Vision Transformers Need Registers
Introduction
The paper investigates artifacts in Vision Transformer (ViT) feature maps and proposes a solution by introducing additional register tokens. Vision Transformers have demonstrated efficacy in learning visual representations, outperforming traditional Convolutional Neural Networks (CNNs) in certain visual tasks. However, both supervised and self-supervised ViT networks introduce high-norm tokens during inference, primarily in low-informative image areas.
Key Findings
- Artifact Identification: High-norm tokens appear mainly in low-informative background areas, repurposing them for internal computations.
- Proposed Solution: Introducing additional tokens in the input sequence significantly reduces the emergence of high-norm artifacts, thus enhancing the quality of feature and attention maps.
- Generalizability: This solution consistently improves performance across supervised and self-supervised models.
Artifact Characterization
ViT networks, both supervised like DeiT-III and self-supervised models like DINO and DINOv2, exhibit artifacts in the form of high-norm tokens in feature maps. This phenomenon becomes more pronounced with model size and training duration. These high-norm tokens:
- Emerge predominantly in the middle layers of the ViT.
- Hold significantly less local information but more global information, which is counterproductive for tasks requiring detailed spatial understanding.
Methodology
The paper introduces register tokens to the input sequence, acting as placeholders for internal computations, thus preventing the high-norm artifacts from appearing in regular image patch tokens. Both qualitative and quantitative evaluation demonstrates that:
- Attention Maps: The inclusion of registers results in smoother and more interpretable attention maps.
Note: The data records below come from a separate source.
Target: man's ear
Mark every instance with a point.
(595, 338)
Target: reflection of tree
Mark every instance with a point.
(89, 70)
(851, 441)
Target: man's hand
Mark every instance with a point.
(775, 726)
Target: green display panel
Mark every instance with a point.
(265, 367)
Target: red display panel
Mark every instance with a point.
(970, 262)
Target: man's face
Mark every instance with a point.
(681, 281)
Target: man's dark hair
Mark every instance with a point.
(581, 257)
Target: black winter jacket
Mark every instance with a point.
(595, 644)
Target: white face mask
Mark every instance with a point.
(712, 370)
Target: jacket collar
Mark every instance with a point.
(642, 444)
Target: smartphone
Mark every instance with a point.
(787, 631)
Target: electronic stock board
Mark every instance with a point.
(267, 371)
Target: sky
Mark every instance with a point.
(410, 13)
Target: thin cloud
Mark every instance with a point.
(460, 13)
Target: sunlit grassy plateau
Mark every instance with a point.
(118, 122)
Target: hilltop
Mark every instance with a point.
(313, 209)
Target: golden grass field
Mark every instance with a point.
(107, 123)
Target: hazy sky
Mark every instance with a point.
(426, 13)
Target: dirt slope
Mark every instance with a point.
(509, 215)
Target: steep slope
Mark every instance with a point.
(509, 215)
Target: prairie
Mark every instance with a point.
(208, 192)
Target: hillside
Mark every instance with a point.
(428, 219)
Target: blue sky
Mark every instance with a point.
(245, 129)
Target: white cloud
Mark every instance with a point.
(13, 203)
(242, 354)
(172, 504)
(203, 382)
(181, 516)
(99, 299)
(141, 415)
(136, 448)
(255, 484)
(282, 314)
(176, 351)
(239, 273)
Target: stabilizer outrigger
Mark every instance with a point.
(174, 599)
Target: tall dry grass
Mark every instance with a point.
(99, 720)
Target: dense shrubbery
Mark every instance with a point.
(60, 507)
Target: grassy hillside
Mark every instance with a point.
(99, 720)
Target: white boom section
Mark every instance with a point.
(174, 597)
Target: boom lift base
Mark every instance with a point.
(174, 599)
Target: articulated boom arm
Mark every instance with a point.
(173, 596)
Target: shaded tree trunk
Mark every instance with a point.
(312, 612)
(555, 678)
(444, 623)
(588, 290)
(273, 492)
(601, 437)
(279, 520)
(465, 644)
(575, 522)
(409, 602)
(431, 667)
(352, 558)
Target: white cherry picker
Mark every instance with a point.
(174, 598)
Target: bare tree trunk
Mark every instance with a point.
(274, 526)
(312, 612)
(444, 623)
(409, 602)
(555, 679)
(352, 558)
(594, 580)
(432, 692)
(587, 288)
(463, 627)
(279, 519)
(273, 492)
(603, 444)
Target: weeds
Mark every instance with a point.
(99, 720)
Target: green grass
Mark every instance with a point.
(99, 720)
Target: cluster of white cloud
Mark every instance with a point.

- Feature Maps: Principal component analysis of feature maps from models with registers shows markedly fewer artifacts.
Experimental Setup
The paper ran experiments across various ViT models:
- Supervised Learning: DeiT-III trained on ImageNet-22k.
- Text-Supervised Learning: OpenCLIP trained on a text-image-aligned corpus.
- Self-Supervised Learning: DINOv2 using ImageNet-22k as the dataset.
Performance assessments included linear probing on ImageNet classification, ADE20k segmentation, and monocular depth estimation on NYUd.
Results
Quantitative Analysis
- Dense Prediction Tasks: The introduction of registers effectively removed norm outliers and improved downstream task performance.
- Object Discovery: Specifically, in tasks like object discovery using LOST, models with registers significantly outperform those without.
Comparison Across Models
For supervised and self-supervised models, the following table summarizes improvements:
1
2
3
4
5
6
7
8
9
10
11
|
| Model | Metric | Without Registers | With Registers |
|--|--|-|-|
| DeiT-III | ImageNet Top-1 (%) | 84.7 | 84.7 |
| | ADE20k (mIoU) | 38.9 | 39.1 |
| | NYUd (rmse) | 0.511 | 0.512 |
| OpenCLIP | ImageNet Top-1 (%) | 78.2 | 78.1 |
| | ADE20k (mIoU) | 26.6 | 26.7 |
| | NYUd (rmse) | 0.702 | 0.661 |
| DINOv2 | ImageNet Top-1 (%) | 84.3 | 84.8 |
| | ADE20k (mIoU) | 46.6 | 47.9 |
| | NYUd (rmse) | 0.378 | 0.366 | |
Implications and Future Work
This research demonstrates the importance of handling internal tensor operations within ViTs to preserve spatial and local information essential for various visual tasks. The introduction of register tokens offers a straightforward yet effective mechanism to improve the interpretability and performance of ViT models without altering the output structure or incurring significant computational overhead.
Future directions might include:
- Granular Analysis: Understanding the specific conditions under which high-norm artifacts form, especially in larger datasets and different training regimes.
- Advanced Register Mechanisms: Exploring dynamic registers that can adapt based on the input complexity or other heuristic criteria, potentially enhancing model flexibility.
- Broader Applications: Testing the efficacy of registers in other transformer-based architectures and diverse visual tasks.
Conclusion
The identification and mitigation of high-norm artifacts in ViT models mark a pivotal step towards enhancing the robustness and versatility of these architectures in visual tasks. The proposed introduction of register tokens not only resolves artifact issues but also enhances performance in dense prediction and object discovery tasks, making it a valuable contribution to the optimization of Vision Transformers.